You will stand a good chance of gaining freelance work if you have specialist knowledge in the fields of finance, science, engineering, law or other sought-after areas. Try writing speculatively to translation companies, bureaux and agencies to find out about opportunities.

When contacting an agency, tell them the languages you know, the subject/s in which you have expertise and how you gained that knowledge, the equipment and software available to you, plus your personal rates.

Be aware that much agency work involves translating quite uninspiring documents, such as bills of lading and product user instructions. Be prepared for the fact that, as a beginner, you are unlikely to secure enough work to support yourself by freelance translation alone. You'll probably have to do other part-time work at the same time.

General recruitment agencies rarely handle vacancies but an internet search will reveal numerous translation agencies such as:

Most, but not all, are registered with the ATC.

Get more tips on how to find a job, create a successful CV and cover letter, and prepare for interviews.

Professional development

Traineeships at the European Commission are available for graduates wanting to get professional translation experience within European institutions. It lasts for five months and you will receive a grant of around 1,000 Euros per month. Places are extremely limited.

Although it may not lead to permanent employment, the scheme provides a valuable opportunity to learn something of the organisation and work of the EU institutions, as well as giving a first taste of translation in an international environment. Find out more at DG Translation Traineeships.

Translation agencies and companies can vary in terms of what support is available for staff. The opportunity to specialise in one area of translation and become legal, technical or literary translators may be offered. Occasionally, there are also opportunities to train in more foreign languages.

The ITI offers seminars and workshops aimed at developing the business, linguistic and technological skills of translators, as well as networking days.

Many translators become members of the ITI. There are several levels of membership but becoming a qualified member is a mark of professional recognition. For this level of membership, you would typically need:

  • a degree or equivalent qualification;
  • a minimum of three years' relevant professional experience (or six years' experience if you do not have a degree);
  • a successful assessment of work as indicated with a Pass in the ITI Membership Examination.

Find out more at the ITI.

Experienced translators may choose to work towards the Diploma in Translation (DipTrans), which is run by the Chartered Institute of Linguists (CIOL) and is equivalent to a postgraduate-level qualification.

Membership of the CIOL may also be helpful and can provide professional recognition as well as the opportunity to network at events, courses, seminars and conferences.

Career prospects

You may start your career working as an in-house translator for a translation agency or company and could then move to a more managerial in-house role or to freelance work.
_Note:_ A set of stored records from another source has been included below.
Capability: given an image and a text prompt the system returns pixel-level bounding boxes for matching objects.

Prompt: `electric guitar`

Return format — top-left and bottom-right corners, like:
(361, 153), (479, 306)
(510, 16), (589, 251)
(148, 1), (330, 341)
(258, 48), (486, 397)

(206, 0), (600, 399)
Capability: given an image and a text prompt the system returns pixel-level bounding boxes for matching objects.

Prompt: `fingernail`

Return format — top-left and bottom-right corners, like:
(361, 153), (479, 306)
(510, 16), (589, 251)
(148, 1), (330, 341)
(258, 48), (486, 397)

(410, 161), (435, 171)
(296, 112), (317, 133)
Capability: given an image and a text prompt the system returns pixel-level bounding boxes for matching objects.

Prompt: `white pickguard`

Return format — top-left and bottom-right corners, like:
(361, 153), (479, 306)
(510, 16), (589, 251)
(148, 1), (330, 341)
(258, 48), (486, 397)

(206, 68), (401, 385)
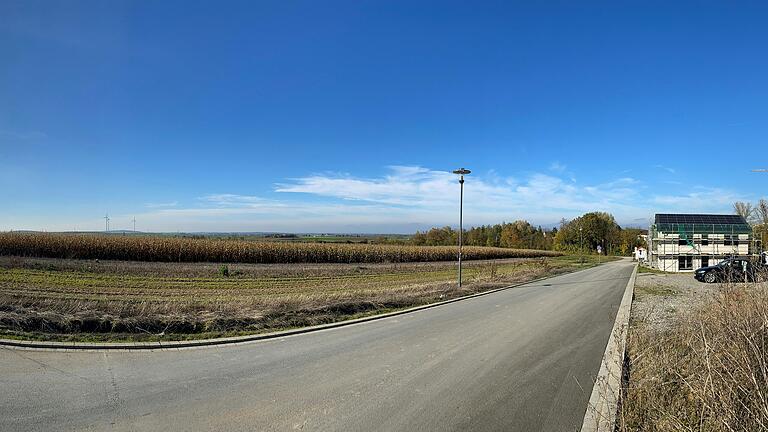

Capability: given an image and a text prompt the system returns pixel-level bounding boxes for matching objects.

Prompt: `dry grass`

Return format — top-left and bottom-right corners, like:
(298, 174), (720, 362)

(0, 233), (562, 263)
(618, 278), (768, 431)
(0, 253), (592, 340)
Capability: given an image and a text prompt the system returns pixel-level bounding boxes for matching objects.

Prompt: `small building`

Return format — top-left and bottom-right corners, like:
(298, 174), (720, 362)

(632, 246), (648, 262)
(648, 214), (752, 272)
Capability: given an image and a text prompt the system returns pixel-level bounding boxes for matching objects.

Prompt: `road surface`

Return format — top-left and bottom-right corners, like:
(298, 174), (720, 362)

(0, 260), (633, 432)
Translation agencies and companies offer varying prospects for promotion. Those with ATC membership have a good reputation for support in career development.

Translators who are employed by international bodies, such as the institutions of the European Union (EU), stand a good chance of being promoted. Government departments and EU institutions have a clear career grading system and the further you progress, the more managerial work you take on.

If you work freelance, career development often depends on how many commonly used modern languages you know, the number and type of clients you work for, and the rates of pay you are able to command.

If your expertise is in a less commonly used language, you will need to develop a specialist client base through networking and will then be able to charge higher rates than translators working in the more common languages.

Some freelance translators set up their own translation agency after several years' experience and often include interpreting services as part of their business, drawing on the services of translators and interpreters to meet client needs.

A limited number of translators who complete a postgraduate degree in translation studies work in academia and teach translation skills and theory.